Foreign Policy: Speaking Truth to Power

Following is my response to Foreign Policy on what I’d learned about the United States’ response to the protests in Morocco. Read more reactions here from other people from across the Arab world.

**

As U.S. President Barack Obama prepares to give a seminal speech on the Middle East on Thursday, Foreign Policy asked key dissidents and activists across the region what they’d like to see from the administration.

What did you learn about the United States’ foreign policy in its response to the protests in Morocco?

The early U.S. diplomatic reactions to the Arab uprisings have confirmed a constant in U.S. foreign policy — an enduring double standard that deals with countries on a case-by-case basis, in an approach guided in fact by a narrow interpretation of the odd notion of U.S. national interest.

While the U.S. foreign policy’s double standard is blatant in its dealings with governments like Bahrain or Yemen, it takes a much more pervasive and subtle form in semi-authoritarian countries like Morocco.

But the U.S. official policy puts it at odds with a young, freedom-aspiring generation of Moroccans, hundreds of thousands of whom are still taking to the streets, rejecting a reform process they deem inconsistent with the popular will, while facing an increasingly repressive security apparatus.

The Arab spring is changing the rules of the game.

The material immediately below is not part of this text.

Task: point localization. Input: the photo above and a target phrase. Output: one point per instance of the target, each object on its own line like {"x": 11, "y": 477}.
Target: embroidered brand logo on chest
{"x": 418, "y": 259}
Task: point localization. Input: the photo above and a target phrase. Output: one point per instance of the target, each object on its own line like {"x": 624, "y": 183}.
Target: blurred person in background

U.S. foreign policy is still based on a doctrine that reserves different sets of rules for different sets of countries. This double standard is insulting to the intelligence of the people of the region who can no longer tolerate that their freedoms be confiscated in the name of a superpower’s perceived interest.

In an ideal world, what would you like Obama to say on Thursday when addressing events in your country or the region?

In an ideal world, Mr. Obama would pledge that the United States will never interfere with the people’s aspirations for freedom and democracy, whether in the Arab region or any other part of the world. Mr. Obama would also be vowing to respect the sovereignty of free and democratic countries, whether political or economic. He would finally be declaring that the United States is withdrawing its support from every state that doesn’t respect human rights, and that would necessarily include Israel and all Arab states, minus Tunisia and Egypt.

2 thoughts on “Foreign Policy: Speaking Truth to Power

  1. I certainly agree considering how many of our national political figureheads over the years have aligned themselves to do business with the Saudi Royal family and other heavily financed special interest groups to finance their political and personal objectives.

    Thanks a lot

  2. I agree 100% with your analysis.
    The US has not taken any official position vis-a-vis the Moroccan freedom movement.
    I just hope that they won’t follow in the footsteps of the Bahraini regime, and implicitly encourage the brutal repression of the Moroccan youth.